What AI does not change

It does not produce judgement. A coach makes selection decisions on imperfect information weighted by relationships, dressing-room dynamics, and a thousand things the data does not see. AI is not going to replace that. It is going to give the coach better information to weigh.

It does not solve the small-sample problem. A football season has 38 league matches per team. A season's worth of data on a single player is sometimes 90 minutes total. Most of the questions analysts care about are inherently low-sample. AI does not fix this; it can sometimes make it worse, by producing confident-sounding answers about patterns that are not statistically real.

It does not predict outcomes. This is the most important thing. Asked "will Player X be a good signing", an AI can pattern-match against past signings and produce an answer. The answer carries the confidence of an oracle and the reliability of a coin toss. Sport — like markets in the trading-research course — is adversarial. Any edge that an off-the-shelf AI can find from public data has been found.

It does not understand your sport. The model knows what it has read on the internet. Your specific sport's nuances — the way a particular league plays on a particular surface in a particular month, the rivalries that shape decisions, the bias in your data — are things you teach the AI, not the other way around.

Aside · Why this matters for athletes

Through the course we will keep coming back to athlete data ethics. The data that powers sport analytics — heart rate, GPS, biometrics, even tactical event data — is in many jurisdictions the personal data of the athletes who generated it. FIFPRO, WADA, and several national legislators have started taking athlete data sovereignty seriously. We cover it properly in Lesson 5. The signal to take into Lesson 2 is: the bot we build will not store athlete data unnecessarily, will not be shared with people who should not see it, and will not be used to make decisions about athletes without those athletes' awareness.

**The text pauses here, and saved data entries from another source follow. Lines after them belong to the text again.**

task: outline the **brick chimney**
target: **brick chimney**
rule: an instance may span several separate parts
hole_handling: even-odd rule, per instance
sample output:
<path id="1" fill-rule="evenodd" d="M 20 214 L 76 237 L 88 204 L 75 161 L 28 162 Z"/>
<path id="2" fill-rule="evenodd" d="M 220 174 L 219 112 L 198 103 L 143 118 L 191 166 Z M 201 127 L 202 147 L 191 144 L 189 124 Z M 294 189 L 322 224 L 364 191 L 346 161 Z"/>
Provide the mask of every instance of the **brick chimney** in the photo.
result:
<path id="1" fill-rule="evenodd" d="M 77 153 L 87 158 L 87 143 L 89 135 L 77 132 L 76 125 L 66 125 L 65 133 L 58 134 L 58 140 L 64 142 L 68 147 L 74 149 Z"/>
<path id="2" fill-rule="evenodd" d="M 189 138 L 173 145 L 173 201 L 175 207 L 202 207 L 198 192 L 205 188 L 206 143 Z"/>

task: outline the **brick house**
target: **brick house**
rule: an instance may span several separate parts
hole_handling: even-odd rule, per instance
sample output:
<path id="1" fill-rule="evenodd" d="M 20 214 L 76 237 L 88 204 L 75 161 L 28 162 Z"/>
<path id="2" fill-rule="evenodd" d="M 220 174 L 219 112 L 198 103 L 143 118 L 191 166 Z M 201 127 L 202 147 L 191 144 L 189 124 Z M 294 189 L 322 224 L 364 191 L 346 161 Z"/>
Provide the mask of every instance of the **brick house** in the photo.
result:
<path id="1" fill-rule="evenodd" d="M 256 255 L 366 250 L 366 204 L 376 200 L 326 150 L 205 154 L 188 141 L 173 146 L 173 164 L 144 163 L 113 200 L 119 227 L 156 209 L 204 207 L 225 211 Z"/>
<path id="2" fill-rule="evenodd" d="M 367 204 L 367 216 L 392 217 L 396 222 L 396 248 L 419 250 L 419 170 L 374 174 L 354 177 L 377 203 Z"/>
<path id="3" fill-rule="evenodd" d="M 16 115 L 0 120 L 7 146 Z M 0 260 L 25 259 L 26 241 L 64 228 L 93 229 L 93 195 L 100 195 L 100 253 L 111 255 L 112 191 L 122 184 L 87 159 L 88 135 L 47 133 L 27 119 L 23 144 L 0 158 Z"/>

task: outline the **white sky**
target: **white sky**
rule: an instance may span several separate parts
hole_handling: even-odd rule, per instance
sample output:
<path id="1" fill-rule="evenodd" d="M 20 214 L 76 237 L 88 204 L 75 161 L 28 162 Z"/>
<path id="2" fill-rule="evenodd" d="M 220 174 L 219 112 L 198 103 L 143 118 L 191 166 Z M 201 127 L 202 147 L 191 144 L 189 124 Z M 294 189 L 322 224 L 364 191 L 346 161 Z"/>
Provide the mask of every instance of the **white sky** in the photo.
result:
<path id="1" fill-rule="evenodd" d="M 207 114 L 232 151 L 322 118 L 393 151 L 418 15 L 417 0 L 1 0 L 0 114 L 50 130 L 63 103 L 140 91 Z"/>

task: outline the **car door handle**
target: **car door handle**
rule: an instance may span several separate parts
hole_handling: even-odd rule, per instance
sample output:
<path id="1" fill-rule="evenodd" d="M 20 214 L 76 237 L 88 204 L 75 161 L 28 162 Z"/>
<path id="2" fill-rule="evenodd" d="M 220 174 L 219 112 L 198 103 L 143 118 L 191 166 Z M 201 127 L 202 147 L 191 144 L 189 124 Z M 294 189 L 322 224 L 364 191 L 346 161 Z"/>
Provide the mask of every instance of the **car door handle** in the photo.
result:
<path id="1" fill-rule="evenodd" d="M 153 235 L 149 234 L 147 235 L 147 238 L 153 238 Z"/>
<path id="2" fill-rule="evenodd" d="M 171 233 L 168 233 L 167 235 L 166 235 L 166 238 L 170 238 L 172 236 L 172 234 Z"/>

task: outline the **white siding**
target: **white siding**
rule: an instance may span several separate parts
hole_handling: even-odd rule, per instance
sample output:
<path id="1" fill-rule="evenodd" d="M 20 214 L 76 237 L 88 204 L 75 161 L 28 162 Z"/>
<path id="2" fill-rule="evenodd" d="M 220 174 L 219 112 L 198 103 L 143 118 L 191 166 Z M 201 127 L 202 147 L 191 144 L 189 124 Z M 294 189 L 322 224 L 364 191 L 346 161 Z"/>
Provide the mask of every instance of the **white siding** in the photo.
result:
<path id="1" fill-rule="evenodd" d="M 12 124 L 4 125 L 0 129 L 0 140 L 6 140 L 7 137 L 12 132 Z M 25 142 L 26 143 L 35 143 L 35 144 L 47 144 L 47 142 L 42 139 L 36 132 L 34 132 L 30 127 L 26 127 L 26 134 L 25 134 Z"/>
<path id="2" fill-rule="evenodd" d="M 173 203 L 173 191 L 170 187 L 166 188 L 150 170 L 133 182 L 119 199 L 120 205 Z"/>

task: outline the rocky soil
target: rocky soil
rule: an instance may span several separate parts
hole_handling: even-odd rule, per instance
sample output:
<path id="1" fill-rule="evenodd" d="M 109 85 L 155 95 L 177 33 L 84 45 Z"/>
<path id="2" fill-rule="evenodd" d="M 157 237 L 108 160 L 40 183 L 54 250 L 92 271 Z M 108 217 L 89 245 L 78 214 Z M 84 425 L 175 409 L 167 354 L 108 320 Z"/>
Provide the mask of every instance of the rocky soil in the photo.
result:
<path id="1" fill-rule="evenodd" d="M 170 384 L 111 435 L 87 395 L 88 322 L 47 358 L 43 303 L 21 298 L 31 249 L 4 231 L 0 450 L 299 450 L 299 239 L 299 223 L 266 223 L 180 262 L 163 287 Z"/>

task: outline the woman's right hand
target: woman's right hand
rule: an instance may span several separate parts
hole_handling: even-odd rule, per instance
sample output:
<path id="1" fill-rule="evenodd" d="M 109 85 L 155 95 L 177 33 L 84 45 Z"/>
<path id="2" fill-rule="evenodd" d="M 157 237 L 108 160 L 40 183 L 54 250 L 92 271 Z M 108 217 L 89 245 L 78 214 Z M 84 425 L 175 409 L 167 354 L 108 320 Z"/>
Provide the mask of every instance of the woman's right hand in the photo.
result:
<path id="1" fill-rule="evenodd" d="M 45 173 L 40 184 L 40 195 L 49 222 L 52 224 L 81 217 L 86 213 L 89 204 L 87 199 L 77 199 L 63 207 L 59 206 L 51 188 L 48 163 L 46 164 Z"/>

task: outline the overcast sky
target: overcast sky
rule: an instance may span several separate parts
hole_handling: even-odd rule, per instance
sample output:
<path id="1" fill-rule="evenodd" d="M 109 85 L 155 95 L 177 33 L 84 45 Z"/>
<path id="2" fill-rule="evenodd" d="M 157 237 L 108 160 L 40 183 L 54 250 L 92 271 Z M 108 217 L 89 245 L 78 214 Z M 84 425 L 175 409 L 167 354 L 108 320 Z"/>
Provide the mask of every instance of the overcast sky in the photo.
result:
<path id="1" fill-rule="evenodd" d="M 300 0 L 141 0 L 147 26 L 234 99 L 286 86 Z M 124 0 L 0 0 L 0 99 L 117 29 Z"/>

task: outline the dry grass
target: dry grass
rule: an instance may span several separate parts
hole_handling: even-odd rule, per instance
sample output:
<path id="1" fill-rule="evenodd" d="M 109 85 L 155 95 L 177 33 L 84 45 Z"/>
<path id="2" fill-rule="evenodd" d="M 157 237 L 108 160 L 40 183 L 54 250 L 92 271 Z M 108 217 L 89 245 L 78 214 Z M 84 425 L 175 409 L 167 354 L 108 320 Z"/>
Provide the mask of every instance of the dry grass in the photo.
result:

What we are going to build

In Lesson 2 we start building a sport analytics assistant — a bot that can take a piece of sport data and help you analyse it. By the end of Lesson 5 you will have used it on real data, asked it to translate the analysis for three different audiences, and written a use policy for your own work.

The bot will not replace your judgement, your knowledge of your sport, or your relationships with the people who use your work. It will not predict matches. It will be a copilot for the parts of the workflow that the discipline has been complaining about for years: the ingestion, the boilerplate writing, the cross-checking, the audience-tailoring.

Self-check

  1. What are the four domains of sport analytics, in your own words?
  2. In which domain do you sit? Which adjacent domain has the most overlap with yours?
  3. Name two things AI genuinely changes about sport analytics, and two it does not.
  4. Why is the small-sample problem particularly important for sport?

Looking ahead

Lesson 2 is the build lesson. You will write a system prompt for a sport analytics assistant — including the athlete-data discipline, the no-prediction rule, and the sport-specific terminology setup. By the end of it the bot is ready to take real data.